Before this book, I served Tofu Stroganoff for dinner, now it’s ‘Ala Thel Dala’ and so many other dishes that bring a delicious taste of nostalgia during mealtimes.
Ala thel dala’ roughly means ‘potatoes fried in oil’ .

You will need:
1kg of potatoes - about 6 medium sized spuds - any kind will do
½ kg onions - I used 2 large red onions
2-3 sprigs of curry leaves - fresh is best, dried if you must, omit if you have no choice.  
½  teaspoons turmeric
2 heaped tablespoons chilli flakes (yes, tablespoons, this is not a typo)
2 teaspoons salt
3-6 tablespoons of oil. (Ms Dissanayake recommends 8 dessertspoons, I went with 4 generous tablespoons)

What to do:
Peel, cube and microwave potato. Ms Dissanayake recommends mixing the turmeric, salt and chilli pieces in with the cooked potato at this stage.
Peel and slice onion. 
Heat oil in wok. To test if oil is hot - toss a sliver of onion into the oil, if it sizzles it’s good to go. 
Add curry leaves, then immediately after, the sliced onion.
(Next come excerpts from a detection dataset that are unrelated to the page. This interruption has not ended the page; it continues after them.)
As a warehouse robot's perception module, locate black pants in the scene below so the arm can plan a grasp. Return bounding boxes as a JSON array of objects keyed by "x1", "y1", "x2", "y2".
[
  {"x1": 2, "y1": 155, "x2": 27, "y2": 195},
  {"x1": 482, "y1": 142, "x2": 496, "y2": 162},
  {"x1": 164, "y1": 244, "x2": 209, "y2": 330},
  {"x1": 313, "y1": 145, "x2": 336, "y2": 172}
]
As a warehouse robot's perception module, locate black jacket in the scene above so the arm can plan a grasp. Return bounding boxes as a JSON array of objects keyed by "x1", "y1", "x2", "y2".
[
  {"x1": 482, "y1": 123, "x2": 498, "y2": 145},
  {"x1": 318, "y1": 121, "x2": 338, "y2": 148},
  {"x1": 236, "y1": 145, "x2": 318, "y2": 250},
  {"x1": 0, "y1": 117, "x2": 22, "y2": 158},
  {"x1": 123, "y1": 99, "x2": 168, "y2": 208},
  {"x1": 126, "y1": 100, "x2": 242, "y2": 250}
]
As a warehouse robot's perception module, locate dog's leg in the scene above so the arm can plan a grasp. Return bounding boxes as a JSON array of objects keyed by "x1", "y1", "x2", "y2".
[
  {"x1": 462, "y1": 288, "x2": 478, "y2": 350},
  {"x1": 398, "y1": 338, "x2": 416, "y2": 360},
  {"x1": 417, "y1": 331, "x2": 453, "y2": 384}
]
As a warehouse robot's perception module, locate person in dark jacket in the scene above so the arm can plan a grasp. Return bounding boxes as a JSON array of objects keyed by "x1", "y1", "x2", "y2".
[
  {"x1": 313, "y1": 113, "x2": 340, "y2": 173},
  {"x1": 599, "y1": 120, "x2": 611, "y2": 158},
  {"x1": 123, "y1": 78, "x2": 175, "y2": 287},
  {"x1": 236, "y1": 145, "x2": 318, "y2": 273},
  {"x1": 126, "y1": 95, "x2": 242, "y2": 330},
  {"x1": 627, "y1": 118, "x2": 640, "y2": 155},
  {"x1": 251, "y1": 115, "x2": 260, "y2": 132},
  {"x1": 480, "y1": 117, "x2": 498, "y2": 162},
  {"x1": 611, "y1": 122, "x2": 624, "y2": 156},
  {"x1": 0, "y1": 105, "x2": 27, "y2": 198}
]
Fry until onion turns a golden brown or until the onion start to brown at the edges.

Add all other ingredients, stir fry for a several minutes until the potatoes are well-coated and aromatic.

Curly Parsley Sambol

This is one of my favourite ten-minute recipes. It’s adapted from a cultural icon – Gotukola Sambol or Pennywort Sambol - which is an essential ‘health food’ on a Sri Lankan family menu.

In Australia, I found that Curly Parsley was a good substitute, more easily found in Melbourne supermarkets and healthy too.

You’ll need:
1 bunch of Curly Parsley
½ to 1 whole onion  (depending on how much you like onion)
½ to 1 cup desiccated coconut  (depending on how much you like desiccated coconut). Option: Re-hydrate the coconut by adding a few tablespoons of water to fluff up the tiny flakes.
Salt to taste. Personal choice: 1 tsp.
Also optional: squeeze of lemon/lime juice. I used: 1 tablespoon.

What to do: 
Wash parsley. Peel and cut onion into halves. Pop everything (parsley, onion, desiccated coconut, salt) into a food processor. Whiz until the parsley is finely shredded. Add lime juice. And you’re done.
Yes, truly that’s it. No cooking, just shredding. You can have this sambol with rice, lentils and a spicy vegetable dish, like the potato dish that follows.